Вожак приближался. Сильные, чуть лопатистые ноги легко несли его большое тело. Хвост был опущен, и мягко при быстрой ходьбе трепыхалось брюхо – признак, что вожак не слышит опасности. При любой настороженности, даже самой малой, олень подбирает брюхо, и хвост его, коротенький и нелепый, резко поднимается. И уж совсем плохо, если хвост этот начинает крутиться из стороны в сторону. Даже на полном беге олень способен мгновенно остановиться и стремглав уйти в обратную.
Этот шел свободно и легко, не подозревая беды, слушал мир, вылавливал в нем что-то, часто поднимая длинную морду и ширя без того большие ноздри.
Вожак делал скидки, то уходил к одному берегу, то к другому, словно бы искал выход из тесно спружившего реку каньона.

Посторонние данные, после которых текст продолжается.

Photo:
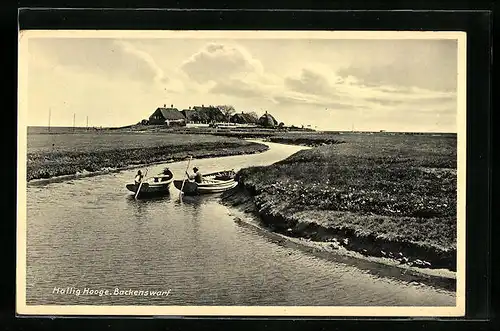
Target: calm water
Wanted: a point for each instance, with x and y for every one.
(91, 233)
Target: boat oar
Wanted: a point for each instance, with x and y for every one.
(187, 168)
(140, 184)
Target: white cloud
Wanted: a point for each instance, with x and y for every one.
(217, 62)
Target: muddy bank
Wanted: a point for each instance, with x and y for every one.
(304, 225)
(67, 165)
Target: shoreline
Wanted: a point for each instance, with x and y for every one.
(330, 246)
(108, 170)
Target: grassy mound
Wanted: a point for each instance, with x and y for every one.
(399, 190)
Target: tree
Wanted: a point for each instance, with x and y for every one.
(227, 110)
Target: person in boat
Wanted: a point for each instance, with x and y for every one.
(197, 177)
(138, 177)
(166, 175)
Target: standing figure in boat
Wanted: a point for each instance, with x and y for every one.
(165, 175)
(197, 176)
(138, 177)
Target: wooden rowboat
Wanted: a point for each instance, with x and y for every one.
(152, 188)
(212, 183)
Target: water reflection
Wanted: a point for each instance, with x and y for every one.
(108, 239)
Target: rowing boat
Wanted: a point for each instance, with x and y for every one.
(155, 188)
(212, 183)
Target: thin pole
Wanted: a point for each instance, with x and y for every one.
(187, 168)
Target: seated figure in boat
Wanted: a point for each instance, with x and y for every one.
(138, 178)
(197, 177)
(165, 175)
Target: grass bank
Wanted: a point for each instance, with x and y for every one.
(382, 196)
(51, 155)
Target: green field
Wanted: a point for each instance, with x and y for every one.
(52, 155)
(397, 193)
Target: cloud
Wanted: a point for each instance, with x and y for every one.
(309, 82)
(217, 62)
(329, 90)
(109, 58)
(156, 72)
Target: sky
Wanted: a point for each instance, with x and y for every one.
(329, 84)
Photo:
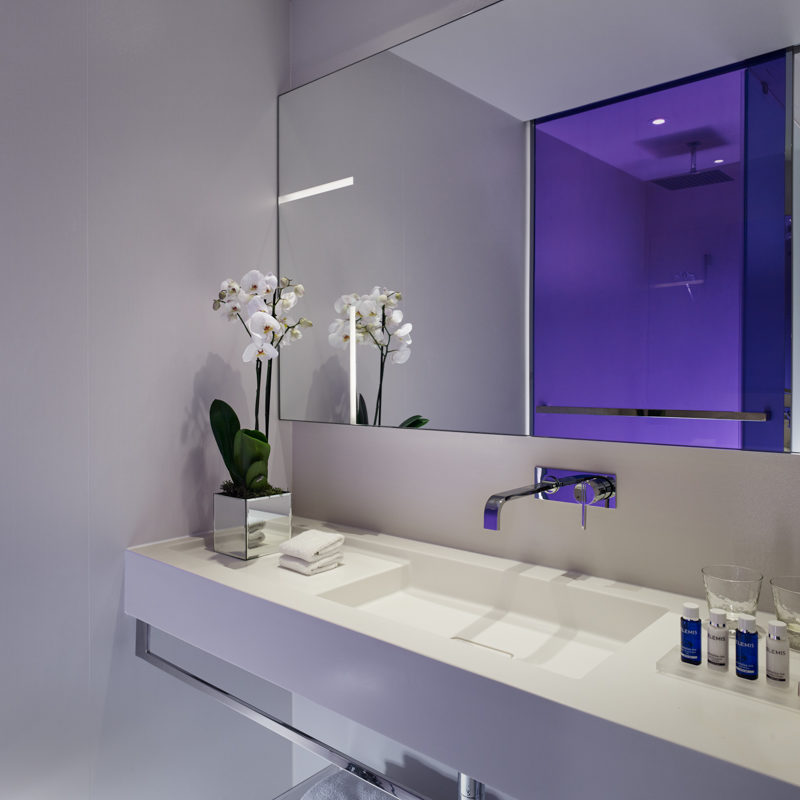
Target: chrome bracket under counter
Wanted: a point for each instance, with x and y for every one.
(294, 735)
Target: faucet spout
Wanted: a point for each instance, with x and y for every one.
(494, 505)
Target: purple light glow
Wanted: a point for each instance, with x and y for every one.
(606, 243)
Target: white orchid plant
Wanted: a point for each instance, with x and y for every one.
(379, 324)
(262, 304)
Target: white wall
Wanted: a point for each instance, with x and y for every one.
(137, 170)
(679, 508)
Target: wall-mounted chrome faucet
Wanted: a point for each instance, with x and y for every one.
(588, 488)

Кеша слышал, как звонко и ритмично постукивают, словно кастаньеты, оленьи позданки – роговые отростки на ногах позади копытцев, как мощно и глубоко дышат животные и над ними стоит тот особый шелест, шорох и треск, который можно услышать только среди большого оленьего стада.
И еще услышал Кеша потаенным слухом, как взволновались, как замерли в нетерпимом ожидании на том берегу Никита и Валя. Но все еще не стрелял, подпуская вожака все ближе и ближе к тому скалистому плечику, за которым скрывался сам.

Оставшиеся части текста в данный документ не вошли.